Middle School. So many new changes. If you look at the surface, things have gone great. Jess rocked straight A's. She's healthy. I think she is happy and well adjusted.
But, there are things I am so tired of. The 504 ordeal. I love it. I hate it. Getting the teachers to understand it is a fiasco in itself. Jess is so sick of having to make up tests as she can't take them at the time as her blood sugar is not in goal. How can a post-prandial blood sugar be in goal???? We are just not that good. I know intellectually all the tricks. But pre-bolusing at school for lunch isn't something done regularly. And even with pre-bolusing and doing a low carb breakfast, she often spikes. We've adjusted I:C ratios, we've adjusted basals. Sometimes it works. And, often it doesn't. And, that leads to the make up test ordeal. Teachers staying after school is not an option we've been given. So, Jess has flex time (study hall) 2-3 times a week in which she is to try to make up the exams (if all the stars are aligned and her blood sugar is in goal.) That has led to exams being made up 2 weeks after the unit has been completed. They have moved on to new material. Is this really protecting her rights??? How many of us remember material 2 weeks after we learn it? And, she hates it. I honestly don't know that she doesn't hate it more than she would hate just not doing well. There are just so many more tests and teachers in middle school. It is so different than the amazingly supportive environment she was enveloped in during elementary school. She might have up to 4 exams in one week or more....that is a lot to try to make up during limited time if her blood sugar is out of range. And, I know high school is sure to be worse. But, she is succeeding. She has above a 97 average. So, I guess on paper this 504 is working. But, so many days she gets in the car and says "I hate diabetes. I couldn't take my math test today. Now I have to make that up too. I have more homework as I can't get it done in flex like the other kids." I hate that she has to deal with this.
And, the diabetes secret is new. On this she seems so conflicted. She doesn't want anyone to know. She changes in the nurse's office for gym so people don't see her dexcom and pump. But, yet, she was this years JDRF Walk Ambassador. She texted all her friends to tell them to wear blue on World Diabetes Day, but yet she doesn't tell them the reason she is asking them to wear blue is that it is World Diabetes Day. She tells me one day that her computer teacher was talking about how her son has Type 1. Jess tells me she raised her hand to tell the computer teacher that he was not alone, and she had it too. I question "I thought you didn't want anyone to know." "I don't," she replies. "But supporting her seemed more important than keeping it a secret." I am so proud of her. I know she is just exploring who she will be as a young woman with diabetes. And, that is ok. Up until now we have made the decision for her that it will not be a secret. She will be an advocate. She will be an inspiration. She will be a source of support to others. But, she is not a little girl anymore. And, she must now decide who she will actually be.

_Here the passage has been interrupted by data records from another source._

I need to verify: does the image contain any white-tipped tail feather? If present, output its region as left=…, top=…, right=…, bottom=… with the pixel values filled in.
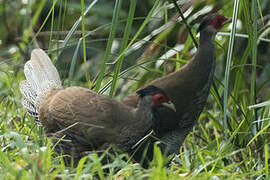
left=20, top=49, right=62, bottom=119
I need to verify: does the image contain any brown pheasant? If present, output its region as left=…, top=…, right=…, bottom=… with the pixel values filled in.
left=20, top=49, right=175, bottom=160
left=121, top=14, right=229, bottom=154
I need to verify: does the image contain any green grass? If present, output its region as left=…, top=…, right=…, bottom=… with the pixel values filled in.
left=0, top=0, right=270, bottom=180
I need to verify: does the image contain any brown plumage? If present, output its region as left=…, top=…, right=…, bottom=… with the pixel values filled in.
left=20, top=49, right=174, bottom=161
left=121, top=14, right=227, bottom=154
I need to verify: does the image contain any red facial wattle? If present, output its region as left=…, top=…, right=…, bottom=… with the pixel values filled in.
left=209, top=15, right=228, bottom=30
left=153, top=93, right=169, bottom=106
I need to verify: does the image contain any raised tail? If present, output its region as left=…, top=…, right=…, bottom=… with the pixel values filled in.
left=20, top=49, right=62, bottom=119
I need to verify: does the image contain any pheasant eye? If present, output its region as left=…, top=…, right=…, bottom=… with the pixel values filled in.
left=153, top=93, right=168, bottom=106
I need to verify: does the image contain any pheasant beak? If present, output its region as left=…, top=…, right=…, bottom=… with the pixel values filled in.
left=161, top=101, right=176, bottom=112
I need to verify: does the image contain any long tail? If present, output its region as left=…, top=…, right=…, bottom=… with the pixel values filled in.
left=20, top=49, right=62, bottom=119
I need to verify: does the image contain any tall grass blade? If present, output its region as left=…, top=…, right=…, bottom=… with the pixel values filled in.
left=110, top=0, right=137, bottom=97
left=223, top=0, right=239, bottom=138
left=94, top=0, right=122, bottom=91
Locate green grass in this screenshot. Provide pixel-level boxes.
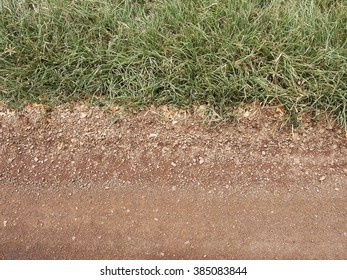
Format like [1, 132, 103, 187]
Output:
[0, 0, 347, 128]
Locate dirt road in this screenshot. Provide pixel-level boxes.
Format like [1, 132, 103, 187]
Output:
[0, 106, 347, 259]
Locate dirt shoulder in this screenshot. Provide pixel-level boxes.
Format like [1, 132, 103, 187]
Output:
[0, 106, 347, 259]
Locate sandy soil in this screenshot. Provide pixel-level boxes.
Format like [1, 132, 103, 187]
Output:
[0, 106, 347, 259]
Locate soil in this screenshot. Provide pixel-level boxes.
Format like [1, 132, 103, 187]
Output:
[0, 105, 347, 259]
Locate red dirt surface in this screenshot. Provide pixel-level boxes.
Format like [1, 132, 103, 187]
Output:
[0, 106, 347, 259]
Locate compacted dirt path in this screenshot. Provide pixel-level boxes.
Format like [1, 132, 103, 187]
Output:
[0, 106, 347, 259]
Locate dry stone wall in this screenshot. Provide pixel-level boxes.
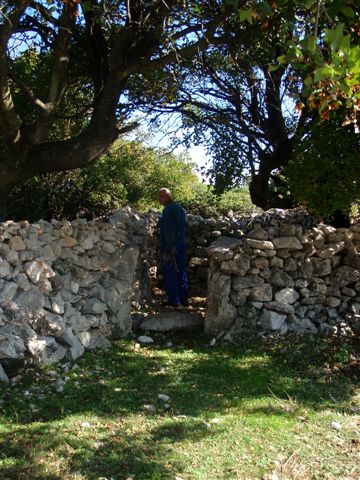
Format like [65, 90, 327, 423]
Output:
[0, 209, 149, 382]
[0, 208, 360, 382]
[205, 212, 360, 336]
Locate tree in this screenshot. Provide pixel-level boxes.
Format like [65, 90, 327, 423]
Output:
[129, 6, 309, 209]
[0, 0, 226, 216]
[130, 0, 360, 209]
[8, 136, 200, 221]
[0, 0, 358, 219]
[285, 115, 360, 222]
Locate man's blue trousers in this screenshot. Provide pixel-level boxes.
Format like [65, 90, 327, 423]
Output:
[162, 243, 189, 305]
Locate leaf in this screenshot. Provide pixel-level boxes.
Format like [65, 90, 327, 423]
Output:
[325, 23, 344, 49]
[340, 5, 355, 18]
[239, 8, 253, 24]
[304, 0, 314, 10]
[277, 55, 288, 64]
[268, 64, 281, 73]
[314, 64, 335, 82]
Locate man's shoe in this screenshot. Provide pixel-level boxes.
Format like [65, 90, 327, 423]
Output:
[162, 302, 180, 308]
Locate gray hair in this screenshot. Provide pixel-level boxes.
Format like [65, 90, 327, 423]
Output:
[159, 188, 172, 197]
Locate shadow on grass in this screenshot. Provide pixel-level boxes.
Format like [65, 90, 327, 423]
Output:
[0, 337, 360, 480]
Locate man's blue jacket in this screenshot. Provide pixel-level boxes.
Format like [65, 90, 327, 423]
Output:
[160, 201, 186, 252]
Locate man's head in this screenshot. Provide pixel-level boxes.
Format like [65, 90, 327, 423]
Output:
[159, 188, 172, 205]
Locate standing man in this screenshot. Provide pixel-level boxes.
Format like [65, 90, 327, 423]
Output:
[159, 188, 189, 307]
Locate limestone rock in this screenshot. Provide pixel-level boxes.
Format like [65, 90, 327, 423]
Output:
[140, 311, 204, 332]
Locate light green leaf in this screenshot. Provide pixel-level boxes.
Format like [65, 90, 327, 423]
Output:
[239, 8, 253, 24]
[314, 64, 336, 82]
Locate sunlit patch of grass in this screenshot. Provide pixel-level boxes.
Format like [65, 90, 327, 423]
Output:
[0, 337, 360, 480]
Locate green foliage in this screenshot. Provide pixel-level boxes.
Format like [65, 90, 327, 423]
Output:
[9, 140, 200, 221]
[182, 184, 260, 217]
[285, 120, 360, 220]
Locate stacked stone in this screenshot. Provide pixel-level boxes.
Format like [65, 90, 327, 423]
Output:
[0, 209, 147, 381]
[149, 209, 316, 297]
[205, 219, 360, 334]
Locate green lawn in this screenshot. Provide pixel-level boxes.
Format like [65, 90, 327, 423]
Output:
[0, 336, 360, 480]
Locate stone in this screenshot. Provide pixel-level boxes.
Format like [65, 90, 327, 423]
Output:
[0, 282, 18, 305]
[59, 327, 85, 360]
[279, 223, 296, 237]
[206, 236, 242, 262]
[140, 311, 204, 332]
[260, 308, 286, 330]
[319, 242, 346, 258]
[312, 258, 332, 277]
[220, 253, 250, 276]
[246, 227, 269, 240]
[330, 266, 360, 288]
[9, 235, 26, 252]
[264, 301, 301, 315]
[249, 284, 273, 302]
[0, 257, 11, 278]
[325, 297, 341, 308]
[78, 329, 111, 350]
[232, 275, 265, 291]
[275, 287, 300, 305]
[27, 336, 66, 365]
[204, 269, 238, 333]
[0, 363, 10, 385]
[81, 298, 108, 315]
[138, 335, 154, 345]
[273, 236, 303, 250]
[246, 238, 274, 250]
[269, 269, 294, 287]
[24, 260, 55, 284]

There is more tension surrounding the diabetes. Not a lot. But the undercurrents are there. Some days she may only check a blood sugar twice a day, rather than the 10 or more checks she has done in the past. She has had free access to her halloween candy and has eaten many a piece although she was already high. But, the majority of the time she makes good choices. I will not micro-manage or try to control this part of her life as long as she is not in danger. She has the dexcom...the data is good that it is accurate. If she only checks to calibrate it twice a day, I am ok with that. She boluses for the halloween candy and so I am ok with that too. She cares about her HgbA1c. She wears her pump and dexcom. She boluses. In my mind these are the big things. During these next years, as long as she is doing these I am not going to try to control her every move. I have seen too often what that can lead to. I do not want her to feel so frustrated with the diabetes and how we treat her, that she rebels. Stops wearing the pump, refuses to check at all, stops bolusing....I have seen this as a physician, I have heard many stories at CWD. These are difficult waters to navigate. I am not sure I am doing it right. But, I am doing what feels right. I know my child....she is a lot like me....and if she is forced, she will rebel. So, I will focus on working with her. Fighting only the big fights. Telling her when I think she has done well. Holding back comments when I think she has not. Have I never eaten something unhealthy when I should not have? Have I not had one extra margarita when I have already had too many? I'm not perfect. I certainly don't expect her to be. And, luckily, we have an amazing health care provider who doesn't expect Jess to be either. Jess respects her and listens to her. I take comfort knowing that even if we reach a point where Jessica does not listen to me, I think she will still listen to her.
New times. The never-ending challenges of parenting. You master one stage, and a new one begins. This is not unique to parenting with diabetes. But, it does add another layer. But, we will continue to march along. I will continue to try to do all I can to assure that Jess becomes a healthy, happy adult.